Windows can have the same class of problem, but it usually appears as a missing
DLL or as a toolchain mismatch rather than as a libomp.dylib error.
🔗The Rule for R Package Makevars
If package C or C++ code is compiled with an OpenMP macro, the matching macro
must also be present in PKG_LIBS:
PKG_CFLAGS = $(SHLIB_OPENMP_CFLAGS)
PKG_LIBS = $(SHLIB_OPENMP_CFLAGS)
For C++:
PKG_CXXFLAGS = $(SHLIB_OPENMP_CXXFLAGS)
PKG_LIBS = $(SHLIB_OPENMP_CXXFLAGS)
For Fortran, R packages are usually linked by the C or C++ compiler, so the compile flag and link flag can intentionally differ:
PKG_FFLAGS = $(SHLIB_OPENMP_FFLAGS)
PKG_LIBS = $(SHLIB_OPENMP_CFLAGS)
If a package contains only Fortran sources using OpenMP and needs the Fortran
compiler to link the shared object, use R’s USE_FC_TO_LINK pattern instead:
USE_FC_TO_LINK =
PKG_FFLAGS = $(SHLIB_OPENMP_FFLAGS)
PKG_LIBS = $(SHLIB_OPENMP_FFLAGS)
Do not hard-code -lgomp or -lomp in portable package code. The R macros
carry the compiler-specific flag, and that flag may also set the runtime search
path correctly.
🔗What Changes for miniextendr Packages
miniextendr packages still end as ordinary R package shared objects:
- Cargo builds Rust code into a static library.
R CMD INSTALLlinks that static library into the package shared object.- R loads that shared object with
dyn.load().
That final shared object is where the OpenMP runtime dependency must be visible.
If a Rust dependency compiles C/C++ code with OpenMP internally, R’s
SHLIB_OPENMP_*FLAGS macros are not automatically propagated into Cargo’s
native build scripts. You need to ensure both sides agree:
- the native code was compiled with the intended OpenMP-capable compiler;
- the final package link line includes the matching OpenMP runtime flag;
- on macOS, the resulting shared object can find the matching
libomp.dylibat load time.
🔗Inspection Commands
After installing or building the package, inspect the compiled shared object.

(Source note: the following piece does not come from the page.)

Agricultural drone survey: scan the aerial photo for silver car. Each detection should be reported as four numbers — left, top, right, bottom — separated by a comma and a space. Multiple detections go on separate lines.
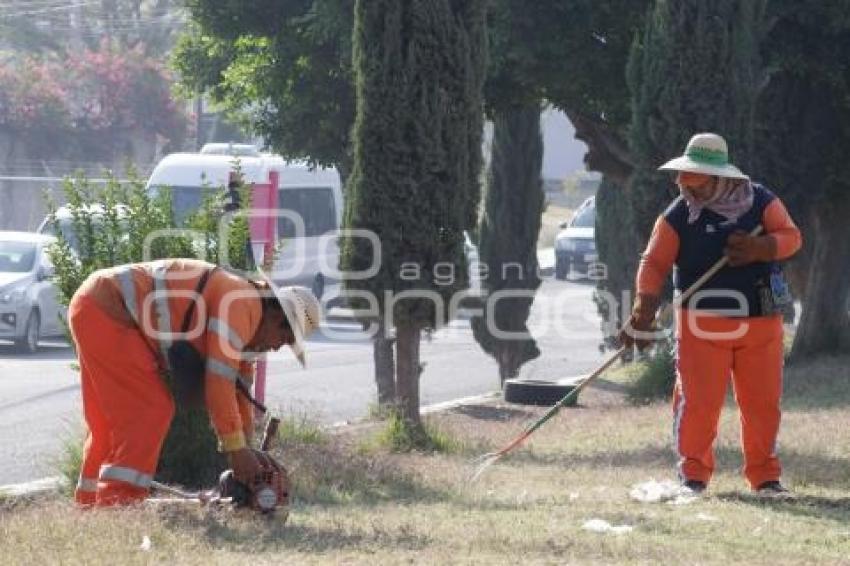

Replace mypkg with the actual package name.
On macOS:
otool -L src/mypkg.so
Look for libomp.dylib when the package really uses OpenMP. If the dependency
is recorded as @rpath/libomp.dylib, also check that the package or R process
has a usable rpath for the installed OpenMP runtime.
On Linux:
ldd src/mypkg.so
Look for libgomp.so, libomp.so, or the runtime used by the selected
compiler. A package that uses OpenMP but shows no OpenMP runtime dependency is
usually relying on accidental symbol availability.
On Windows:
objdump -p src/mypkg.dll | grep 'DLL Name'
Check for the OpenMP runtime DLL expected by the active Rtools or compiler toolchain.
🔗Practical Guidance
Keep OpenMP use in one compiler family when possible. Mixing Apple clang,
LLVM clang, GCC, gfortran, and vendor OpenMP runtimes can create packages
that compile successfully but fail at load time.
On macOS, avoid assuming that OpenMP is available because clang exists.
Apple clang needs an external OpenMP setup, and the libomp.dylib used at
runtime should match the compiler support used at compile time.
When a package loads on Linux but not macOS, check the final shared object before changing Rust code. The common failure is not miniextendr initialization; it is that R cannot load the package bundle because the OpenMP runtime dependency is missing, mismatched, or unreachable.